The project does not blindly apply enterprise patterns. OpenCart ecosystem compatibility matters, legacy ecosystem realities must be respected, and abstractions require justification.

Engineering Principles

KISS

Prefer simple, predictable solutions. Avoid cleverness that makes debugging, extension compatibility, or review harder.

DRY

Avoid harmful duplication, but do not introduce abstractions too early. Duplication can be acceptable when the abstraction would be premature or incompatible with OpenCart conventions.

YAGNI

Do not build systems before they are justified. Build the smallest useful system for the approved phase and evolve it through reviewable PRs.

PSR-12

Follow PSR-12 formatting and style where compatible with OpenCart conventions. OpenCart file placement, routes, class names, and extension conventions take precedence when they conflict.

Separation of Concerns

Theme, modules, settings, integrations, layouts, and infrastructure should have clear responsibility boundaries.
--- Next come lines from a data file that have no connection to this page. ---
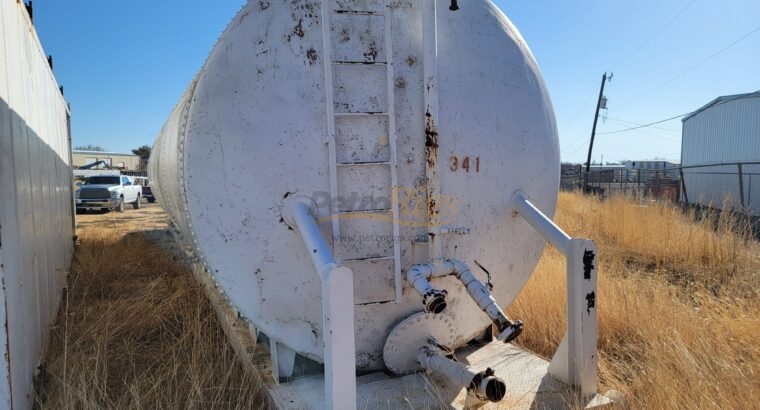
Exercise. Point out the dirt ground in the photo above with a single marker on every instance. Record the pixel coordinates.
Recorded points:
(148, 217)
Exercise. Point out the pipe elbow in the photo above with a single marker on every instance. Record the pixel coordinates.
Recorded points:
(486, 386)
(434, 300)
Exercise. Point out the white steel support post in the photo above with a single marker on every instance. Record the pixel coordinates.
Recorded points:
(337, 312)
(575, 361)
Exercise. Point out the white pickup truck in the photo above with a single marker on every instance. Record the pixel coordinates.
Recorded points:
(108, 192)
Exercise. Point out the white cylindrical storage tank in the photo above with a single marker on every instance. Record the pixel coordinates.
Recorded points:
(716, 139)
(384, 125)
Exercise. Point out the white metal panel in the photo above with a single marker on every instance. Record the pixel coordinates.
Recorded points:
(247, 149)
(36, 209)
(728, 131)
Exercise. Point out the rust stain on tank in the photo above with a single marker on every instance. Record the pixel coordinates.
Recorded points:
(312, 56)
(431, 171)
(431, 140)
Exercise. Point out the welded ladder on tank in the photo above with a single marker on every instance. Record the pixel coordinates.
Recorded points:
(361, 133)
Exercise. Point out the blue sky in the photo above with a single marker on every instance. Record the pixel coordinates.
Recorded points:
(125, 64)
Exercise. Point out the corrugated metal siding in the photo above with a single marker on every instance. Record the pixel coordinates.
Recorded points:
(36, 205)
(727, 132)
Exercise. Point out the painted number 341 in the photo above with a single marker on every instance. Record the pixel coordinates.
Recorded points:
(464, 164)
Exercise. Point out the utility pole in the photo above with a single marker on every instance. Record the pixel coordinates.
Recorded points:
(593, 130)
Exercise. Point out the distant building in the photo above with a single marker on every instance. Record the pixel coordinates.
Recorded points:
(643, 171)
(716, 139)
(127, 162)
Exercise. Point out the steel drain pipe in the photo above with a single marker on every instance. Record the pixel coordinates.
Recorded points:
(434, 300)
(481, 385)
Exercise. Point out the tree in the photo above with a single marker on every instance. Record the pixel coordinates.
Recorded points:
(144, 153)
(90, 147)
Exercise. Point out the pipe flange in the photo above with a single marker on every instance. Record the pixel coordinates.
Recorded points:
(410, 335)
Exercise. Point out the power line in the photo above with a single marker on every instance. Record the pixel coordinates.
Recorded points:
(630, 123)
(649, 40)
(645, 125)
(578, 114)
(692, 68)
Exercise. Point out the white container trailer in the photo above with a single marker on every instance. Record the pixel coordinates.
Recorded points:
(720, 153)
(343, 168)
(36, 206)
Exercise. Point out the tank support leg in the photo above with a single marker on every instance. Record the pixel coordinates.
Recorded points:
(480, 385)
(337, 310)
(575, 361)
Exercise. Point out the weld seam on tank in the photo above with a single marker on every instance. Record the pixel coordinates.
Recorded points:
(434, 299)
(482, 385)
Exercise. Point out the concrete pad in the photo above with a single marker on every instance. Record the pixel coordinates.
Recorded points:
(528, 386)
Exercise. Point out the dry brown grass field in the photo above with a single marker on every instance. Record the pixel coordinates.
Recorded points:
(135, 330)
(679, 305)
(679, 314)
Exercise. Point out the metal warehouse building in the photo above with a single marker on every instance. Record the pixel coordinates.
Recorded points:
(720, 153)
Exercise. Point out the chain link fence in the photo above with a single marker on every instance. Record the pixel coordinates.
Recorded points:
(732, 186)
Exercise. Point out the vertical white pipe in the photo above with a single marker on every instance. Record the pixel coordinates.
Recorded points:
(337, 312)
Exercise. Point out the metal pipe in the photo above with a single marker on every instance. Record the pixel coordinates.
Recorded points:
(540, 222)
(508, 330)
(482, 385)
(433, 299)
(320, 252)
(337, 309)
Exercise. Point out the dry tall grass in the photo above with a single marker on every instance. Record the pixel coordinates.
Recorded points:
(136, 331)
(679, 312)
(679, 315)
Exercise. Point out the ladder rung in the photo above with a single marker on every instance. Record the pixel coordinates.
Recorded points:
(370, 211)
(362, 163)
(358, 114)
(371, 259)
(360, 12)
(380, 63)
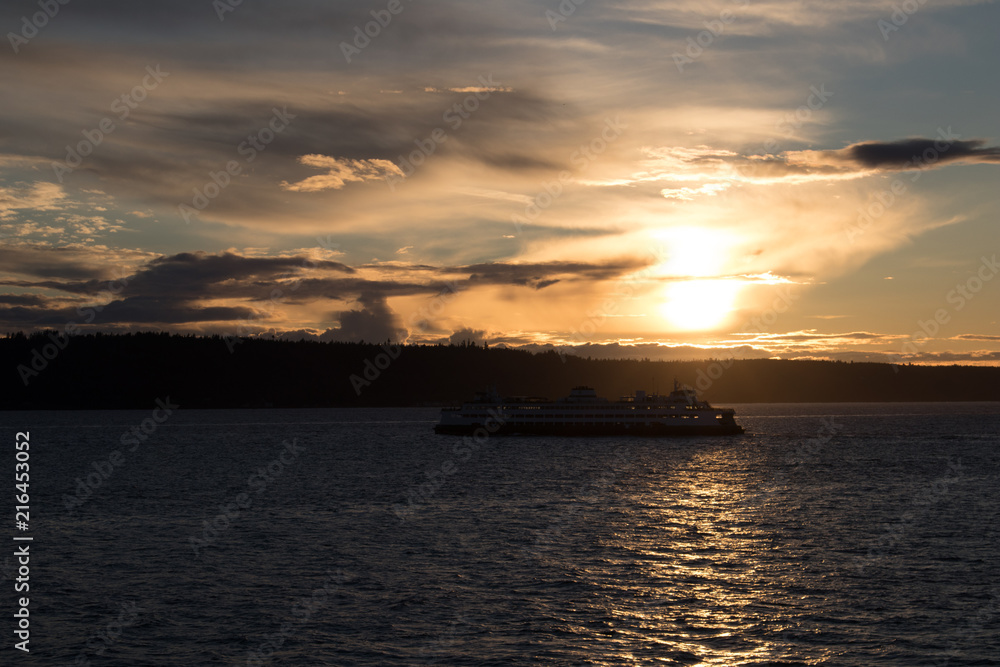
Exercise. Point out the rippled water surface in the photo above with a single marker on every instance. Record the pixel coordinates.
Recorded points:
(830, 534)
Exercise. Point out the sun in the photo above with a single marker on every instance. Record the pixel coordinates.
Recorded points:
(698, 305)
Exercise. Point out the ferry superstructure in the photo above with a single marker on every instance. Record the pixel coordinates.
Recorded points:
(584, 413)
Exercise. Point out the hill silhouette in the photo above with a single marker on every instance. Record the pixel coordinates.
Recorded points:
(131, 371)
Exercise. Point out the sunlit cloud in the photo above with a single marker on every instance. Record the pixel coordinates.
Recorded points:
(341, 172)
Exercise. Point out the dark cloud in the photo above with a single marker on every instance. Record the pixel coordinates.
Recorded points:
(899, 154)
(374, 323)
(544, 274)
(468, 335)
(904, 154)
(184, 289)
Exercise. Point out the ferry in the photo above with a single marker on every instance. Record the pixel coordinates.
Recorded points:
(584, 413)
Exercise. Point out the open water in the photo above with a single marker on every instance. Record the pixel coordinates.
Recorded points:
(829, 534)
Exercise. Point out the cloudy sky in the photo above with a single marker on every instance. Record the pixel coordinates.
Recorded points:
(759, 179)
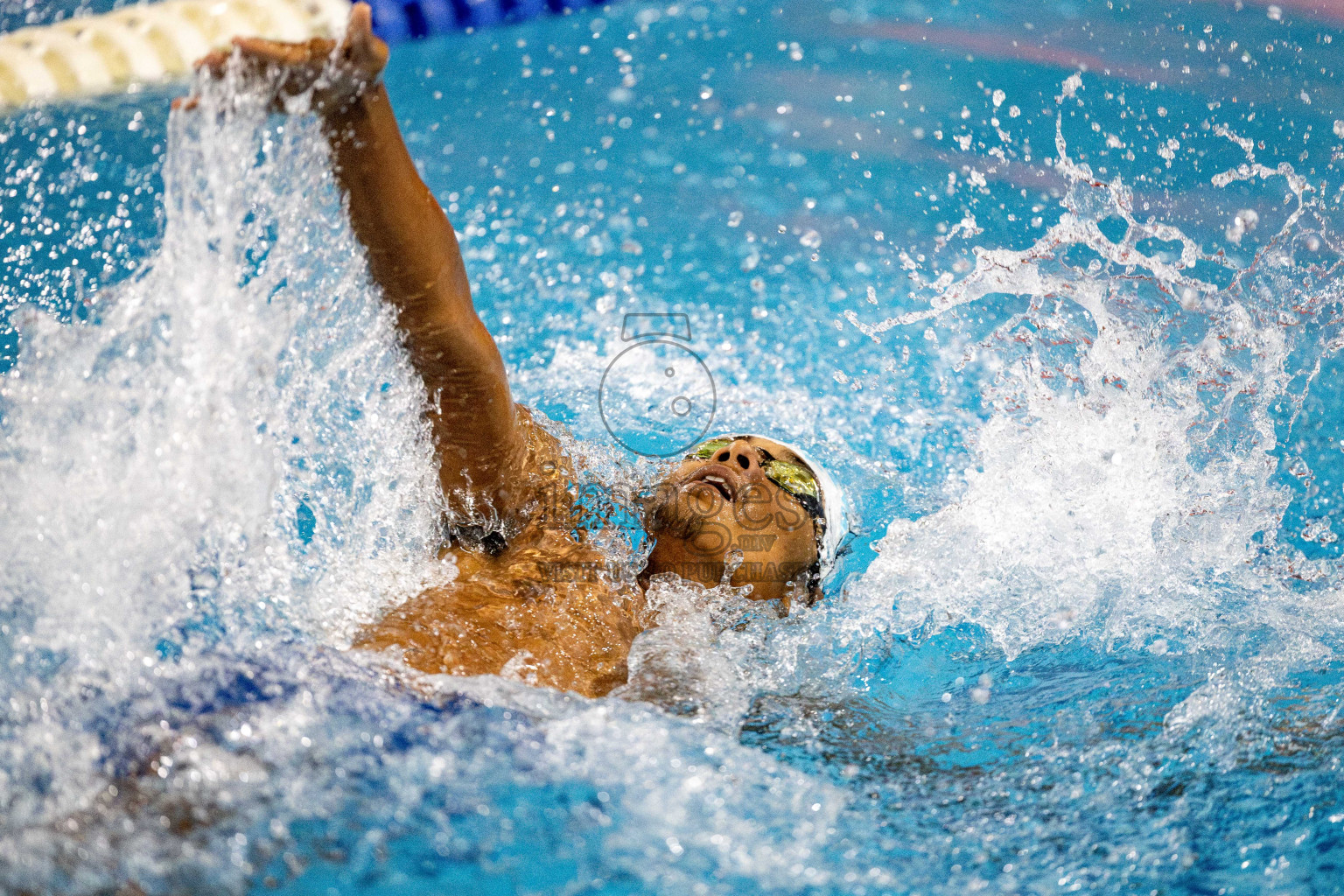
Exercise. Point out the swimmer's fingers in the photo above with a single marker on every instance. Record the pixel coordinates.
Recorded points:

Convention over Cleverness

Prefer canonical OpenCart conventions over custom architecture. Routes, controllers, language keys, config keys, templates, and extension structure should feel native to OpenCart.

Compatibility over Abstraction

Avoid abstractions that reduce compatibility with the OpenCart ecosystem, common modules, multistore behaviour, language handling, or extension expectations.

Progressive Enhancement

The storefront should remain functional without excessive frontend dependency requirements.

Performance First

Evaluate architecture decisions through storefront performance impact. Avoid repeated database reads, unnecessary asset weight, excessive DOM complexity, and heavy dependencies without clear value.

Maintainability over Short-term Speed

Avoid hacks that create long-term maintenance cost. Temporary workarounds must be visible and have a removal path.

Small Reviewable Changes

Prefer small PRs and incremental architecture evolution.

Documentation Before Large Systems

Large systems require architecture or design documentation before implementation.

Project-specific Guardrails

  • No OpenCart core edits.
  • OC3-first, OC4-compatible mindset.
  • Predictable naming conventions.
  • Cache-aware architecture.
  • Partial persistence over giant payloads.
  • Defaults over excessive configuration.
  • Admin UX simplicity.
  • Storefront performance priority.
  • Long-term maintainability over short-term speed.

Review Rule

If a PR introduces a new abstraction, custom convention, dependency, or compatibility risk, the PR Notes must explain why it is justified and how it respects OpenCart ecosystem realities.